# **Simple RNN**
An implementation of a minimal character-level Vanilla Recurrent Neural Network (RNN) model for text generation. It's written in Python and uses NumPy for numerical operations.

In [1]:
"""
Minimal character-level Vanilla RNN model. Written by Andrej Karpathy (@karpathy)
BSD License
"""

import numpy as np

## **Data Loading & Preprocessing**


In [2]:
# Read and preprocess the Shakespearean sonnets
# remember to keep a simple plain text file
with open('/content/sonnet.txt', 'r', encoding='utf-8') as file:
    sonnets_text = file.read()

# Split the text into training and validation sets
total_length = len(sonnets_text)
split_ratio = 0.8  # 80% for training, 20% for validation

split_index = int(total_length * split_ratio)
training_data = sonnets_text[:split_index]
validation_data = sonnets_text[split_index:]
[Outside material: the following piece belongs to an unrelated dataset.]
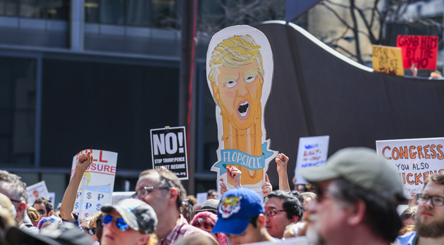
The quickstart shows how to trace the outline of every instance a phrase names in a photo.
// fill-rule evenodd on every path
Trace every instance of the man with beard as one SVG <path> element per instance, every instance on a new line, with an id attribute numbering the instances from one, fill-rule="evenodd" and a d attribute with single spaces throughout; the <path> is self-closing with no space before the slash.
<path id="1" fill-rule="evenodd" d="M 388 245 L 401 228 L 402 196 L 397 170 L 375 151 L 348 148 L 326 165 L 301 170 L 318 189 L 307 212 L 312 244 Z"/>
<path id="2" fill-rule="evenodd" d="M 396 241 L 402 245 L 444 244 L 444 172 L 428 178 L 417 197 L 417 232 L 399 237 Z"/>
# Save the training and validation datasets to files
with open('training.txt', 'w', encoding='utf-8') as file:
    file.write(training_data)

with open('validation.txt', 'w', encoding='utf-8') as file:
    file.write(validation_data)


### **Data I/O and Vocabulary Setup:**

The code reads the training text, creates a set of unique characters in the text, and assigns indices to each character. It also calculates the sizes of the data and vocabulary. This vocabulary setup is crucial for encoding characters into numerical inputs for the RNN.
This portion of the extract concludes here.